Embora a cinebiografia se concentre no último ano de vida de Garland, em flashs, descobrimos como, aos 16 anos, ela foi praticamente proibida de comer, sendo submetida a dietas severas durante as gravações de "O Mágico de Oz". Louis Mayer, chefe e co-fundador da MGM, criou uma espécie de liga/desliga para sua estrela, que, faminta, era 'alimentada' por anfetaminas para conter o apetite e mantê-la acesa durante as filmagens — que chegavam a dezoito horas consecutivas.

À noite, os barbitúricos serviam para apagar Judy, vítima também do assédio moral do executivo. Mayer fazia comentários sobre a imagem da adolescente que tiveram efeitos desastrosos na sua vida psíquica.

Em um dos flashbacks, por exemplo, para convencê-la a não abandonar os estúdios e o filme, Mayer afirma a uma assustada Judy Garland que ela não era a menina mais bonita, nem tinha o cabelo, os olhos ou os dentes mais belos, nem era a mais inteligente, mas tinha uma coisa que a diferenciava das demais: uma voz maravilhosa. Em seguida, Mayer novamente volta a ofendê-la, dizendo que ela se tornaria "uma qualquer" se não fosse o cinema. Um claro sinal de abuso verbal: ofensas seguidas de um elogio, que age como uma espécie de "consolo".

O que Judy Garland adolescente escutou dele influenciou a percepção de sua autoimagem, aspecto que ela levou para a vida adulta, os relacionamentos amorosos e o trabalho. Além do assédio moral, o filme (baseando-se no argumento de críticos e biógrafos) sugere que Judy foi vítima do assédio sexual do dono da MGM.

Lembramos que nem todas as pessoas com experiências difíceis na infância estão fadadas a uma vida de relacionamentos conturbados ou trabalhos frustrantes. Não podemos nos limitar a análises tão simplistas no acompanhamento de nossos clientes. O caso de Garland nos ajuda a compreender como algumas atitudes e comportamentos relacionam-se com esses episódios, mas enfatizo: cada caso é um caso.

Padrões estéticos que causam disfunções com a imagem

Judy Garland, desde a adolescência, não correspondia aos padrões de beleza e imagem dos estúdios de cinema e sofreu uma série de abusos decorrentes dessas cobranças. Segundo Sigmund Freud, pai da psicanálise, a relação do homem com o próprio corpo é uma das maiores fontes de sofrimento. Vivemos em uma cultura construída sobre uma imagem de perfeição, harmonia e plenitude, que exclui tudo o que não corresponde ao ideal do bom funcionamento. Aqueles que não se ajustam a esses padrões cada vez mais irreais e impossíveis sofrem emocional e fisicamente.
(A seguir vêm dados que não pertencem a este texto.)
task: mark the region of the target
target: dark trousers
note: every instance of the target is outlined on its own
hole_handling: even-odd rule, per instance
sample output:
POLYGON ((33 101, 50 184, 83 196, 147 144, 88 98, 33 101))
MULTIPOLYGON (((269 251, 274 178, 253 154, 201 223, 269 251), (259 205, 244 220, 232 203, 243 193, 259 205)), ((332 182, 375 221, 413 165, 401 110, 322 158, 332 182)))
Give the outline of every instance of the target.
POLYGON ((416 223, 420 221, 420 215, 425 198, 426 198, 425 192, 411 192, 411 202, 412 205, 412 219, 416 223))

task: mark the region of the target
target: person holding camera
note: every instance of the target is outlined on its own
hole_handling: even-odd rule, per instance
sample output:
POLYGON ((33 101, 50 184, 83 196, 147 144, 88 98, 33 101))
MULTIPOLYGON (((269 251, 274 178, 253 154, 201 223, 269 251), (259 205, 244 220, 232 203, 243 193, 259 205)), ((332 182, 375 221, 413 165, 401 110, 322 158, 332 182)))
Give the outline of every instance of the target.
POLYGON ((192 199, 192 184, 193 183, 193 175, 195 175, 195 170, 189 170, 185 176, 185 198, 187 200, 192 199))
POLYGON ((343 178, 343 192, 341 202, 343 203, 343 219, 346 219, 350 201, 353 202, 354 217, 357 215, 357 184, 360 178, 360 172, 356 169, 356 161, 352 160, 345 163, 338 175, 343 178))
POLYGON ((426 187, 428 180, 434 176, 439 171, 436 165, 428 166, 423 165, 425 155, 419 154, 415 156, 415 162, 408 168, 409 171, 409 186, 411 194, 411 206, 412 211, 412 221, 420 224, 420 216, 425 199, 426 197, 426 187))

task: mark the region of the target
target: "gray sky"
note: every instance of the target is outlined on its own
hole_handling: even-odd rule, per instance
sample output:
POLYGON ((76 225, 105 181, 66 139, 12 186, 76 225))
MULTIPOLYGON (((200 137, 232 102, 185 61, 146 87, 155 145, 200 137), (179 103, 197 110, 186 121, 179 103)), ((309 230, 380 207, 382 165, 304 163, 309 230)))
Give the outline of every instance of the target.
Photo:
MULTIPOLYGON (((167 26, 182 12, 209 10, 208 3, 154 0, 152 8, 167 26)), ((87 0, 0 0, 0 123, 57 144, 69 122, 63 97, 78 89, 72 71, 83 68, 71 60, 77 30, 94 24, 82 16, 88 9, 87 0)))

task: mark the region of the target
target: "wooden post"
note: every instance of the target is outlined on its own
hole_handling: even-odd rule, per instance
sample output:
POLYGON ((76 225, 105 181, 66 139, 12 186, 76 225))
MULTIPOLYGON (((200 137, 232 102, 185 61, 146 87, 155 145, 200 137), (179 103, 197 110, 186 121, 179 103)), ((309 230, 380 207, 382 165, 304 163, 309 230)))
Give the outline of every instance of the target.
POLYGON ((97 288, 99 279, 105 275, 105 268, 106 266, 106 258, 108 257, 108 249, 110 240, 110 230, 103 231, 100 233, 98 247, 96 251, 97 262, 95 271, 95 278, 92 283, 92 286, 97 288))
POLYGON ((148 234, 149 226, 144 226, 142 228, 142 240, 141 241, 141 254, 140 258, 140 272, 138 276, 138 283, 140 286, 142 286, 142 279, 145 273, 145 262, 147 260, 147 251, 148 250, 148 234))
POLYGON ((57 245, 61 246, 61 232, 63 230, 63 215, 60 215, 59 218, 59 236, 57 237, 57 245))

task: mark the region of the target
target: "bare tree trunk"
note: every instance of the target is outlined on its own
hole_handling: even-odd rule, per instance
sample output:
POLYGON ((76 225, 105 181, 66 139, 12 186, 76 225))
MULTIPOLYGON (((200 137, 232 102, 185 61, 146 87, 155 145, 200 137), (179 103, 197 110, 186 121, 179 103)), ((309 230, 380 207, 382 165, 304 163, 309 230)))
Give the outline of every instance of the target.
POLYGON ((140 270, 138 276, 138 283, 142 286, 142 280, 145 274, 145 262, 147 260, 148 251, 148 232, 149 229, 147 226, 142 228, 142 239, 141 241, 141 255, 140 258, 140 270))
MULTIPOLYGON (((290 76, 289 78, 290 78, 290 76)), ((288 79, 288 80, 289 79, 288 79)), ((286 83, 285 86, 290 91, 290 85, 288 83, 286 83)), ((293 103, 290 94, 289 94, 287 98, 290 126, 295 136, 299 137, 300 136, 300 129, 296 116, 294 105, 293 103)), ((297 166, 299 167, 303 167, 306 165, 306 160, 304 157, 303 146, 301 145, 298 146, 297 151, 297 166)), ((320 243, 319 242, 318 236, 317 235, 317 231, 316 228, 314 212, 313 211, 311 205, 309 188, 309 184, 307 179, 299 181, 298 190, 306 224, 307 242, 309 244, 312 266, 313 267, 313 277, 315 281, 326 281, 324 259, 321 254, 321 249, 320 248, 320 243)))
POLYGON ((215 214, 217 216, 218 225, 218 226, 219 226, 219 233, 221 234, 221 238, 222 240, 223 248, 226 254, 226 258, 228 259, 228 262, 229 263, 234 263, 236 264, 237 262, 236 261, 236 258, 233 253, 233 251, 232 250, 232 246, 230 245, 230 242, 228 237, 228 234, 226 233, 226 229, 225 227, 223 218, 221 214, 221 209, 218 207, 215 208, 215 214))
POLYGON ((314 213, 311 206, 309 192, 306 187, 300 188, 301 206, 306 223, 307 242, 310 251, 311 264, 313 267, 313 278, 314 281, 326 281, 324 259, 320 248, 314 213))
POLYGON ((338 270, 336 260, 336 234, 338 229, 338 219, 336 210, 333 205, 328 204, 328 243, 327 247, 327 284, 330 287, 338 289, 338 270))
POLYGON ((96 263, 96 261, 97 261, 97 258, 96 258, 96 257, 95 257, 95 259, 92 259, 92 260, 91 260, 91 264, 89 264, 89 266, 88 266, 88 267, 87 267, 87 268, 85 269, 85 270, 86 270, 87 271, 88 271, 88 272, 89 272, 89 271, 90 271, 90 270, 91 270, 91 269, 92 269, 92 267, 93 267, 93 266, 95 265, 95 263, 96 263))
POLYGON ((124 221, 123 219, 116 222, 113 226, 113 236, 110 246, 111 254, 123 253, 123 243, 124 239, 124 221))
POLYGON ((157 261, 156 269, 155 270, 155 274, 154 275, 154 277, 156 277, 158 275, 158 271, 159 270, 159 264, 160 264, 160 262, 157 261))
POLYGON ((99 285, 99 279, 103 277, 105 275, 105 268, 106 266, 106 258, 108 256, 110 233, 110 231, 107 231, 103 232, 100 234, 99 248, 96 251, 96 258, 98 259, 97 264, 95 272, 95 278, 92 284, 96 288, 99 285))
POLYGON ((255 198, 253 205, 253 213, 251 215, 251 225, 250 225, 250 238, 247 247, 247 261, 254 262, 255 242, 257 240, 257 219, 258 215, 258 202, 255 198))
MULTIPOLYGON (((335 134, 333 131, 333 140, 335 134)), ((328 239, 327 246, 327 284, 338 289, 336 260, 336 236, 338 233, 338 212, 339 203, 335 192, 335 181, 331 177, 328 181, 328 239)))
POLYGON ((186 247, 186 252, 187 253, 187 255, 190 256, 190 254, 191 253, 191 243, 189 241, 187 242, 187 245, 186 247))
Em diversas cenas, o filme destaca a magreza de Judy, sugerindo que a atriz desenvolveu anorexia, um distúrbio de autoimagem. A escolha dos diretores mostra a preocupação excessiva da artista com sua imagem, produto das experiências danosas, reais e subjetivas, pelas quais ela passou.

"Judy: muito além do arco-íris" traz uma história comovente, que nos faz refletir como a percepção que temos de nossa imagem está sustentada nas experiências de vida e vivências, muitas delas da infância, e que nos marcam de forma inconsciente. A performance de Renée Zellweger encarnando Judy vale cada minuto do filme. O Oscar foi mais do que merecido!

Se você trabalha com imagem pessoal, corra para a sala de cinema mais próxima! O filme traz um material precioso para refletir sobre a complexidade da autoimagem. A mítica e sublime Judy Garland, que morreu aos 47 anos por overdose de barbitúricos, passou a vida se perguntando quem ela era, qual seu lugar no mundo e quem era aquela imagem no espelho. Para nós, consultores de imagem, essas são questões que não cessarão de aparecer.